We greatly appreciate your work in reviewing our paper. We understand your remarks, and we have tried to take them into account almost completely in the new version of the article. All changes in this version are highlighted in yellow.

 

The most important results and statements have been added to the annotations (12-14, 22-29).

 

A number of methodology changes have been made (168-184).

 

Initially, we did not set the task in the introduction to make a comprehensive overview of the research of the BCI system. We have concentrated only on evoked potentials. That being said, we are familiar with deep learning research (CNN) and have added recommended papers to the introduction (88-105), discussion, and bibliography (ref. 16, 19).

In the conclusion we have added our ideas about future. First of all, we are talking about the analytical processing of research in brain pathology. And subsequently - comparative video streaming and neurophysiological studies in assessing motor activity in various conditions.

 

Figures 3-9. In the new version we increased the size of the pictures. Changing the design is very easy and takes a few seconds.
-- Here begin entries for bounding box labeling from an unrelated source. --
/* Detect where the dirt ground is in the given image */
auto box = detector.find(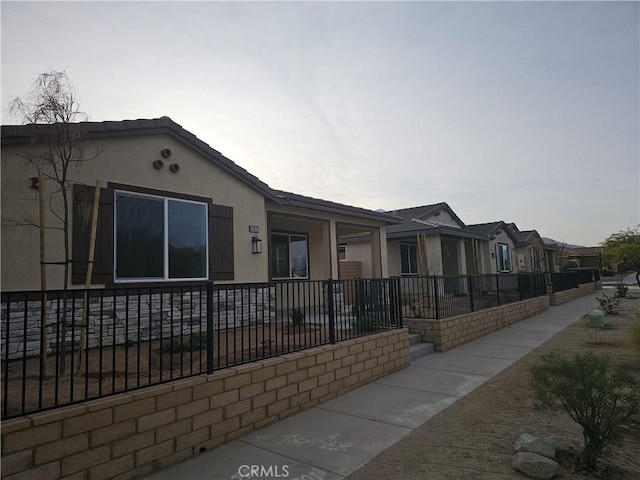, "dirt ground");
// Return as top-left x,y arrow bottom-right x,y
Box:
348,291 -> 640,480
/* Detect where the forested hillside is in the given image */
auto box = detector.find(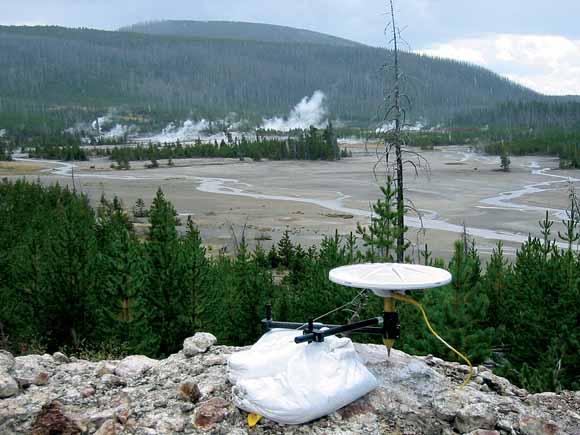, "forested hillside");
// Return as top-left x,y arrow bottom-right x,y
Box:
119,20 -> 362,47
0,23 -> 539,135
0,181 -> 580,391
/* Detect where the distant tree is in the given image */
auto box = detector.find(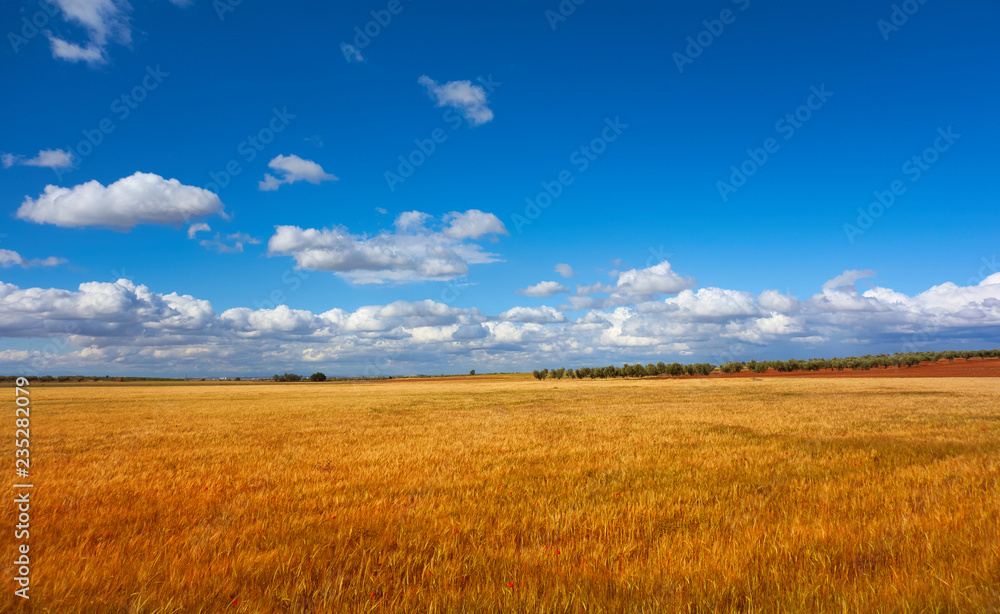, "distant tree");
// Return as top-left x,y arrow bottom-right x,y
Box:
719,361 -> 743,373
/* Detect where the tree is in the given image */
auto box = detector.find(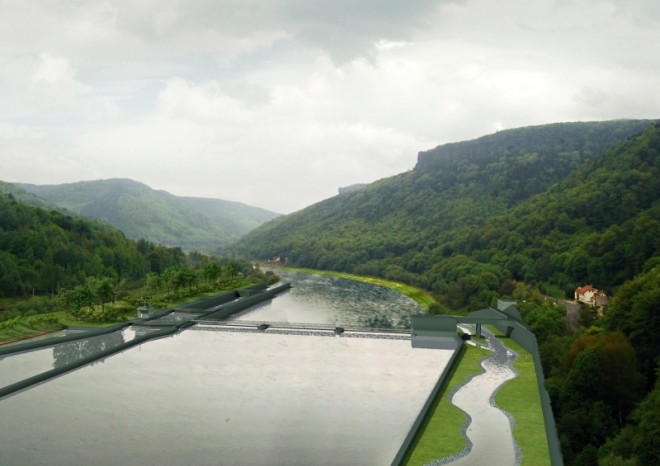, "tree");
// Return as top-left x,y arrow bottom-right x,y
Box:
96,278 -> 115,312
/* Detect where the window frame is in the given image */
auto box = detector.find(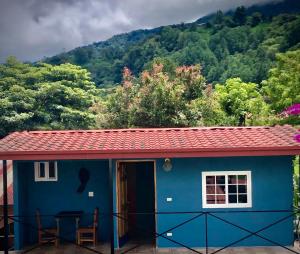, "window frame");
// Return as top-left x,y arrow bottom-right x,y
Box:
202,170 -> 252,208
34,161 -> 58,182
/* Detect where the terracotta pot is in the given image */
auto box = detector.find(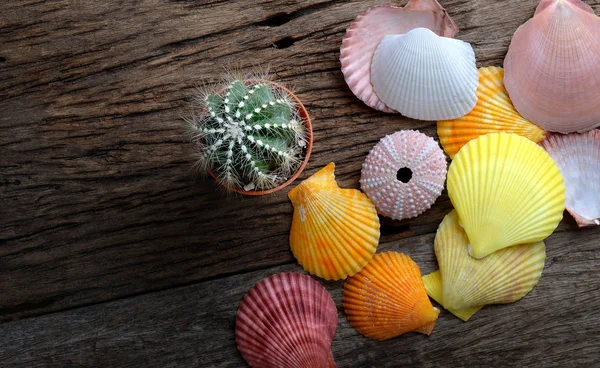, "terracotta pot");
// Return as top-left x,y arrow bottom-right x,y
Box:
202,79 -> 313,196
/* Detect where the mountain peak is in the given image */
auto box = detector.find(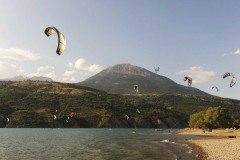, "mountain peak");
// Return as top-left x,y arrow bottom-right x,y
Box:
104,63 -> 154,77
79,64 -> 207,95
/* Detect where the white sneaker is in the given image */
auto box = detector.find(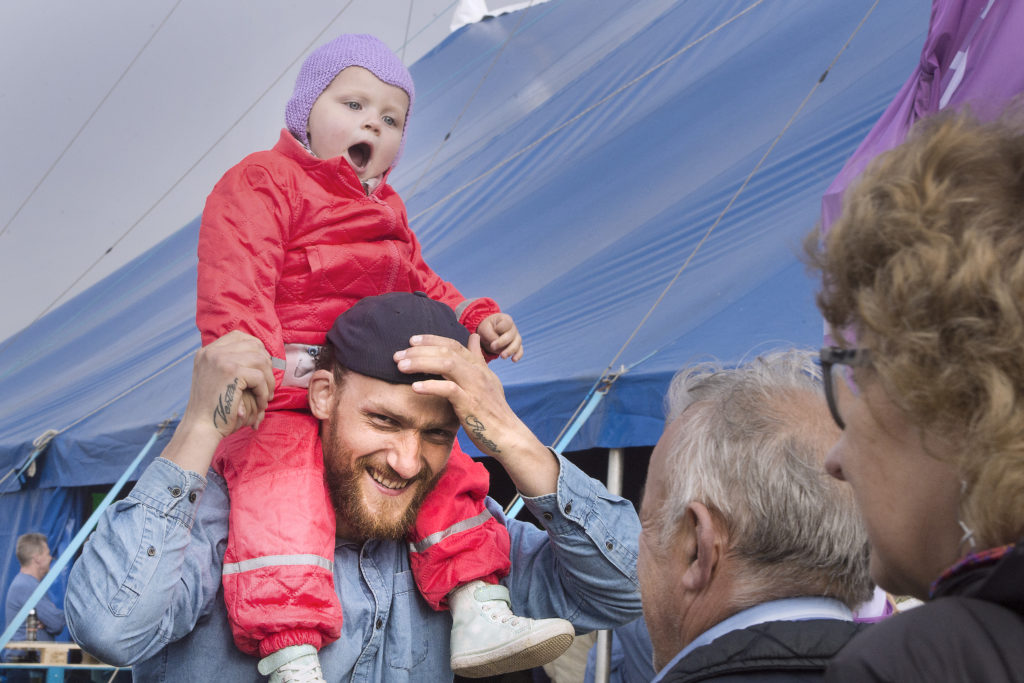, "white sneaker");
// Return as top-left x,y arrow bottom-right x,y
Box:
449,581 -> 573,678
256,645 -> 327,683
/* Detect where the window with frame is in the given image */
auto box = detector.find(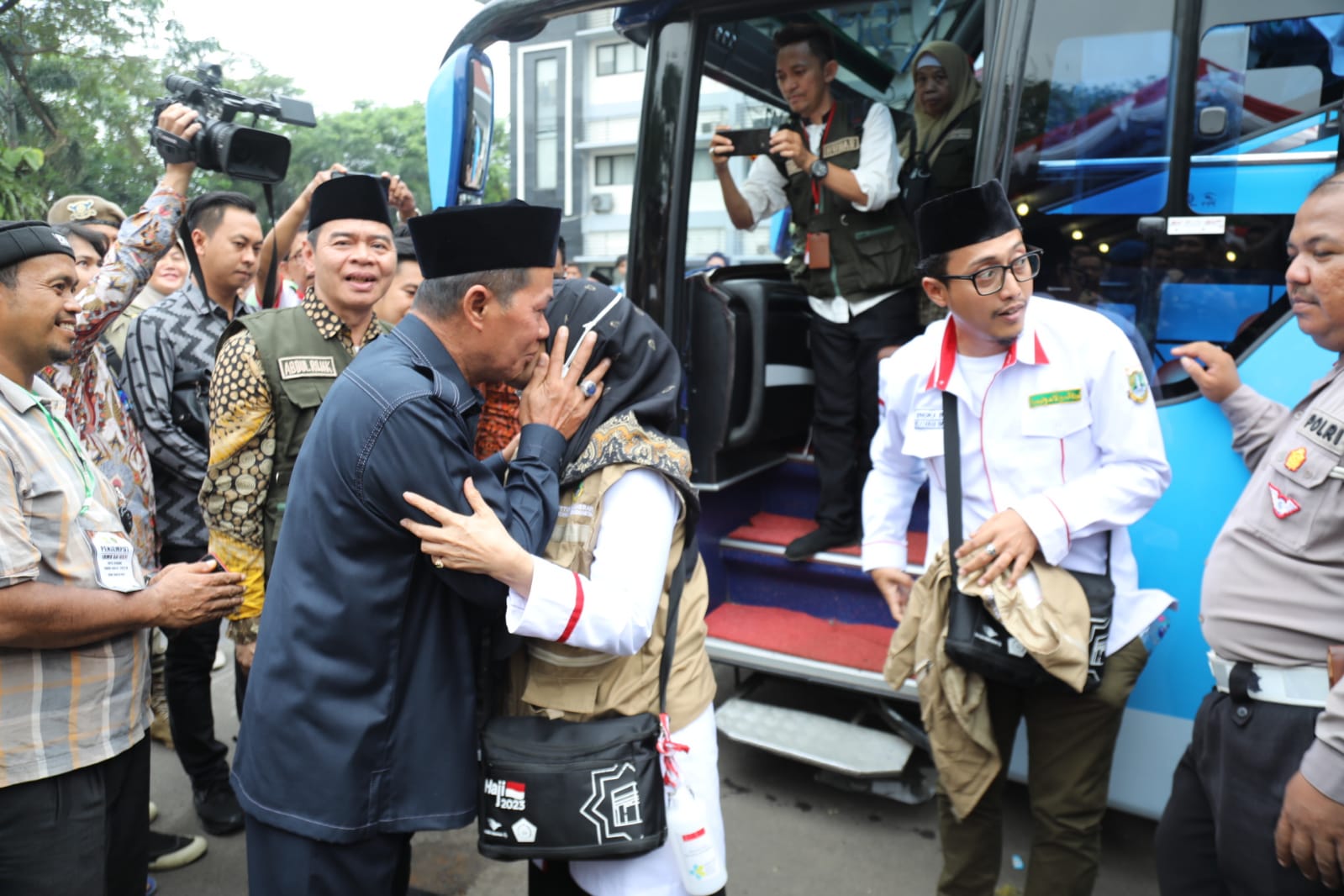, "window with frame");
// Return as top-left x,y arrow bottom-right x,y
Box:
594,42 -> 646,75
532,56 -> 561,189
593,153 -> 635,187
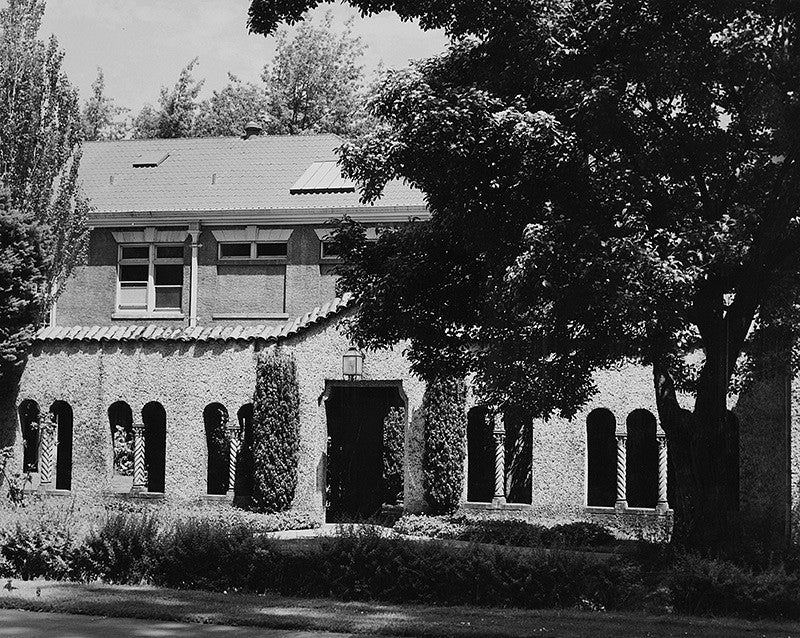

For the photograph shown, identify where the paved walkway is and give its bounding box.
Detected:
[0,609,380,638]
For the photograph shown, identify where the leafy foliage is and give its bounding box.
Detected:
[0,0,88,384]
[133,58,203,139]
[251,350,300,512]
[250,0,800,548]
[422,378,467,513]
[81,67,128,141]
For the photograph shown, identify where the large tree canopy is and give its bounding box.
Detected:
[0,0,88,380]
[250,0,800,546]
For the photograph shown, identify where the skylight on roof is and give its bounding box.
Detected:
[133,151,169,168]
[289,161,356,195]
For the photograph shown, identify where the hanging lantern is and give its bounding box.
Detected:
[342,346,364,381]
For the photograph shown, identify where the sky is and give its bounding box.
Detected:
[40,0,446,113]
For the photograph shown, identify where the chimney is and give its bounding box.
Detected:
[243,120,264,140]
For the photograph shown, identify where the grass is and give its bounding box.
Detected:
[0,580,800,638]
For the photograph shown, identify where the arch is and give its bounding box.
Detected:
[50,401,73,490]
[18,399,42,472]
[586,408,617,507]
[108,401,133,476]
[234,403,253,502]
[467,405,494,503]
[626,410,658,508]
[142,401,167,493]
[203,403,229,494]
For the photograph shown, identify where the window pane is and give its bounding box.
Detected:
[119,283,147,309]
[156,286,183,310]
[219,244,250,257]
[156,246,183,259]
[122,246,150,259]
[153,264,183,286]
[119,264,148,282]
[256,243,286,257]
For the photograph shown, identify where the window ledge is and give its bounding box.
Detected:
[111,310,186,319]
[211,312,289,321]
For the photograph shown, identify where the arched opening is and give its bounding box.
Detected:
[586,408,617,507]
[142,401,167,493]
[50,401,73,490]
[233,403,253,502]
[467,405,494,503]
[19,399,42,472]
[203,403,229,494]
[627,410,658,507]
[108,401,133,476]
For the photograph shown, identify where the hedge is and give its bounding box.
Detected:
[422,378,467,513]
[250,349,300,512]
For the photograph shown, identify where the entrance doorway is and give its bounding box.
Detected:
[325,381,406,522]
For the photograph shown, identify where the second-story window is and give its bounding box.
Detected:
[117,244,183,313]
[219,241,287,259]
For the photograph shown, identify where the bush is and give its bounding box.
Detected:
[153,519,256,591]
[251,350,300,512]
[667,555,800,619]
[84,511,159,585]
[422,378,467,513]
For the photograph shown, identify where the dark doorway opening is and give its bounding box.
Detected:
[325,381,406,522]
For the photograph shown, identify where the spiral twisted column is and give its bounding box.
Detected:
[228,427,241,497]
[492,414,506,505]
[132,423,147,492]
[656,434,669,514]
[614,434,628,510]
[39,414,58,490]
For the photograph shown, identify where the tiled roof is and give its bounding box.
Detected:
[80,135,425,215]
[34,293,355,342]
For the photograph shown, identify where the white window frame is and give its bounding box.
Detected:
[116,242,186,315]
[217,240,289,261]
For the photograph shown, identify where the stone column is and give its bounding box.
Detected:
[656,434,669,514]
[614,434,628,511]
[492,414,506,505]
[228,425,240,498]
[131,423,147,492]
[39,414,58,490]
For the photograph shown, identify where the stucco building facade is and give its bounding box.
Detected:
[3,130,800,543]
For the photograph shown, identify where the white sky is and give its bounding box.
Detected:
[40,0,446,114]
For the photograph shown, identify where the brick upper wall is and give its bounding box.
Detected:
[55,226,346,327]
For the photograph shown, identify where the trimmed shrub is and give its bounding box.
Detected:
[667,555,800,619]
[83,511,159,585]
[153,519,256,591]
[383,408,406,505]
[251,350,300,512]
[422,378,467,513]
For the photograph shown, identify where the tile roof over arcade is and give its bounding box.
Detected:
[80,135,425,224]
[34,293,355,342]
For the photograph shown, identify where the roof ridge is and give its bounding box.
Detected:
[34,292,356,342]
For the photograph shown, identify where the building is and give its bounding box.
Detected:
[5,129,800,538]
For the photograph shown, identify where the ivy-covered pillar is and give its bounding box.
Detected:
[39,414,58,490]
[614,433,628,510]
[131,423,147,492]
[228,424,241,498]
[656,434,669,514]
[492,412,506,505]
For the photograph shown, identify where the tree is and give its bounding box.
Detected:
[262,12,364,135]
[192,73,268,137]
[0,0,88,384]
[81,67,128,142]
[133,58,203,139]
[250,0,800,548]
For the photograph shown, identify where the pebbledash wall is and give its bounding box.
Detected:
[9,300,800,544]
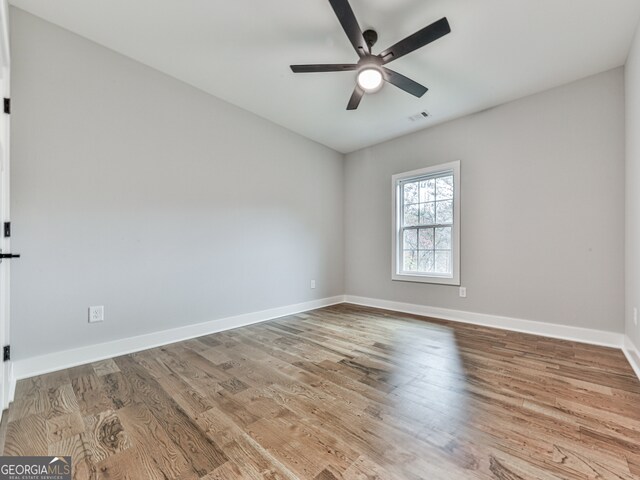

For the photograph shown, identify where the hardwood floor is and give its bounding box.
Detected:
[4,305,640,480]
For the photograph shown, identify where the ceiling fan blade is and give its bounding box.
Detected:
[329,0,371,57]
[291,63,358,73]
[382,67,429,98]
[347,85,364,110]
[378,17,451,64]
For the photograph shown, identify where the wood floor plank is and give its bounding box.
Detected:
[0,304,640,480]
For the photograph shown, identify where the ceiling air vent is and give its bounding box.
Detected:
[409,110,431,122]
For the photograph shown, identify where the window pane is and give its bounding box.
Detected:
[436,250,451,273]
[418,250,434,273]
[403,182,419,204]
[436,227,451,250]
[436,175,453,200]
[402,250,418,272]
[404,205,420,227]
[420,202,436,225]
[403,230,418,250]
[418,228,433,250]
[420,178,436,203]
[436,200,453,224]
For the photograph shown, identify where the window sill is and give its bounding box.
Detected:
[391,273,460,286]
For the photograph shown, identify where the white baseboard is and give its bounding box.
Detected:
[10,295,344,388]
[622,335,640,379]
[345,295,623,348]
[9,295,640,401]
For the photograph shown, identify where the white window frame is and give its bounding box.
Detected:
[391,161,460,285]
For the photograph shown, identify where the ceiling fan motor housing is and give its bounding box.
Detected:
[362,30,378,51]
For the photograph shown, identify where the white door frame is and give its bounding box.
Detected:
[0,0,15,416]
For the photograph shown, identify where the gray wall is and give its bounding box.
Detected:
[625,20,640,347]
[11,9,344,360]
[345,69,624,332]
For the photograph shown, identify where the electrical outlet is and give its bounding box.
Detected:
[89,305,104,323]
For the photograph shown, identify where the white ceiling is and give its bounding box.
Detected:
[10,0,640,153]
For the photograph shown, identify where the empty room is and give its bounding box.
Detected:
[0,0,640,480]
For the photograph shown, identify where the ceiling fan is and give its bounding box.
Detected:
[291,0,451,110]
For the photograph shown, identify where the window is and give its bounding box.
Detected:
[392,162,460,285]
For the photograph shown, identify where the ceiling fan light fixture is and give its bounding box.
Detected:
[357,67,384,93]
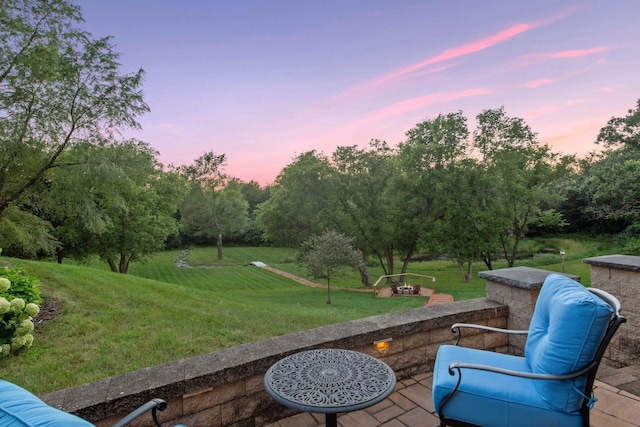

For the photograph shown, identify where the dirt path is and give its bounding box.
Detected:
[261,265,453,305]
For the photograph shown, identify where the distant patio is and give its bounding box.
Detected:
[267,365,640,427]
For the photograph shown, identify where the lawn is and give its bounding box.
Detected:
[0,237,612,394]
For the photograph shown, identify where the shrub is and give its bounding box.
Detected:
[0,268,42,357]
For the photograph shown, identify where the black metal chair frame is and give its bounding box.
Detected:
[437,288,627,427]
[113,398,167,427]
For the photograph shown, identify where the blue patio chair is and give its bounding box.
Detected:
[0,380,184,427]
[433,274,626,427]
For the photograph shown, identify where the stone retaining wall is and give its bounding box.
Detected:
[582,255,640,367]
[43,299,509,427]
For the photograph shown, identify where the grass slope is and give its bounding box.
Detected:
[0,237,612,394]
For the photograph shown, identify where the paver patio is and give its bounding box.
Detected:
[269,365,640,427]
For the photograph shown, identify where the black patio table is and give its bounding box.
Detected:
[264,349,396,427]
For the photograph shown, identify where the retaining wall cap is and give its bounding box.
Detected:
[582,255,640,271]
[478,267,580,291]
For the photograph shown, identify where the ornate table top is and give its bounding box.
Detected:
[264,349,396,414]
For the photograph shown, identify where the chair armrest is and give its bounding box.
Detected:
[449,362,597,382]
[113,399,167,427]
[451,323,529,345]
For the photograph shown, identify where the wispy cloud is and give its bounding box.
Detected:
[600,85,624,93]
[518,46,612,67]
[565,98,587,107]
[547,46,611,58]
[337,22,546,99]
[522,105,558,119]
[355,88,492,126]
[522,79,556,89]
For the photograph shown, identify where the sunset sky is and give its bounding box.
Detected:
[76,0,640,184]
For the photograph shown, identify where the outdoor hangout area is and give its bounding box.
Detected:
[2,255,640,427]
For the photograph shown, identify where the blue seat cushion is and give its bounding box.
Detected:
[432,345,582,427]
[525,274,613,412]
[0,380,93,427]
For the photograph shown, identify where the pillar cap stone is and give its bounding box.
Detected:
[582,255,640,271]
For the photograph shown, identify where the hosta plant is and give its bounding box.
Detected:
[0,267,42,357]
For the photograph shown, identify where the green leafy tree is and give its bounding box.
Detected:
[394,111,469,271]
[332,140,402,285]
[0,0,148,252]
[596,99,640,151]
[48,140,188,273]
[298,230,365,304]
[257,151,340,247]
[473,107,561,268]
[181,151,249,259]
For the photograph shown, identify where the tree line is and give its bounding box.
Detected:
[0,0,640,283]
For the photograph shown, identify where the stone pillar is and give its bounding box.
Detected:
[478,267,580,356]
[582,255,640,366]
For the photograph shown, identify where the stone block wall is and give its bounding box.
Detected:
[583,255,640,367]
[43,298,508,427]
[478,267,580,356]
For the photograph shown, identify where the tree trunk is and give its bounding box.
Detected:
[118,251,129,274]
[358,266,371,286]
[107,257,118,273]
[218,232,224,259]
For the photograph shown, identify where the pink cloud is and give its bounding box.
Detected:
[519,46,611,66]
[338,22,544,98]
[565,98,587,106]
[548,46,611,58]
[522,105,558,119]
[356,88,491,126]
[522,79,556,88]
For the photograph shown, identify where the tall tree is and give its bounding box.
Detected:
[298,230,365,304]
[394,111,469,271]
[473,107,557,268]
[596,99,640,151]
[0,0,148,252]
[181,151,249,259]
[257,151,339,247]
[47,140,187,273]
[332,140,401,285]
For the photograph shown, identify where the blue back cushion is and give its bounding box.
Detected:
[0,380,93,427]
[525,274,613,412]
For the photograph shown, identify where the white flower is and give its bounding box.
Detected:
[25,302,40,317]
[10,298,26,313]
[0,297,11,314]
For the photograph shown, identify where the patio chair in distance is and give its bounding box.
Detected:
[433,274,626,427]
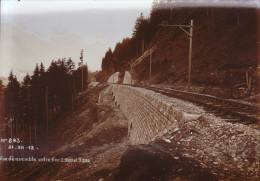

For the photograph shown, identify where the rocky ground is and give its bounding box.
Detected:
[0,84,259,181]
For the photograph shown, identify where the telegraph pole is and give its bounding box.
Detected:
[159,20,194,91]
[149,48,152,84]
[79,49,83,92]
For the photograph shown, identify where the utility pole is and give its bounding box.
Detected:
[79,49,83,92]
[159,20,194,91]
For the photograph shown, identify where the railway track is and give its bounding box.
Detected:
[133,86,260,126]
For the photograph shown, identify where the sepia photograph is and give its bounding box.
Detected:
[0,0,260,181]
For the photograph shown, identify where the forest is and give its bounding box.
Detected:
[4,58,88,145]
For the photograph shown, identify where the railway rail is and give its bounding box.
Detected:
[132,85,260,126]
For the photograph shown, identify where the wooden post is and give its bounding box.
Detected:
[149,49,152,83]
[45,86,49,133]
[130,60,133,85]
[188,20,193,91]
[246,71,248,86]
[81,66,83,92]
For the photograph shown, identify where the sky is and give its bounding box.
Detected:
[0,0,260,80]
[0,0,152,79]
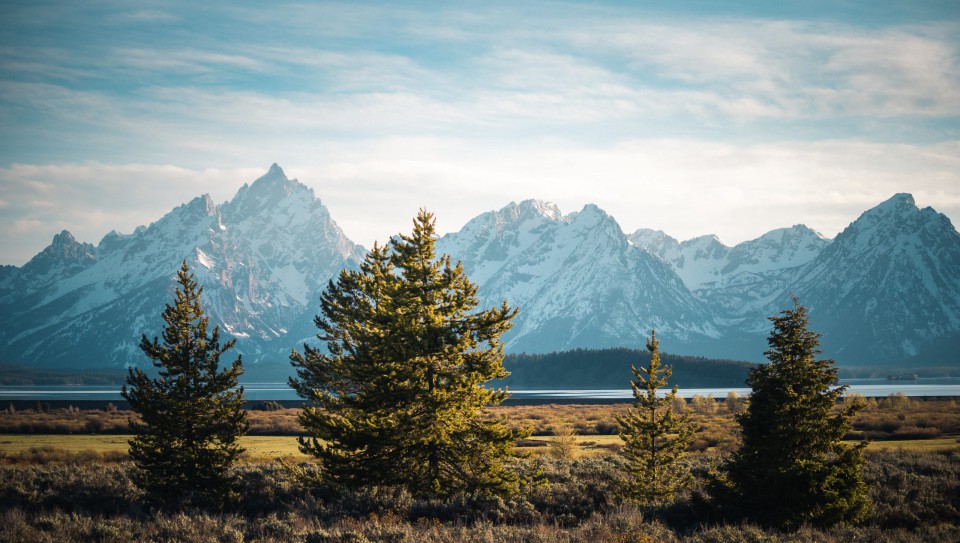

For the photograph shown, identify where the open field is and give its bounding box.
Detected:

But practice shows that when it comes to multichannel comparative data of evoked potentials, this format is quite clear for neurophysiologists. Amplitude in microvolts, sites 10-20 and factor characteristics of stable parameters provide enough information.

 

Hope we took into account your comments as much as possible.

 

Authors

Round 2

Reviewer 2 Report

The comments have been addressed accordingly. The paper can be now accepted for publication.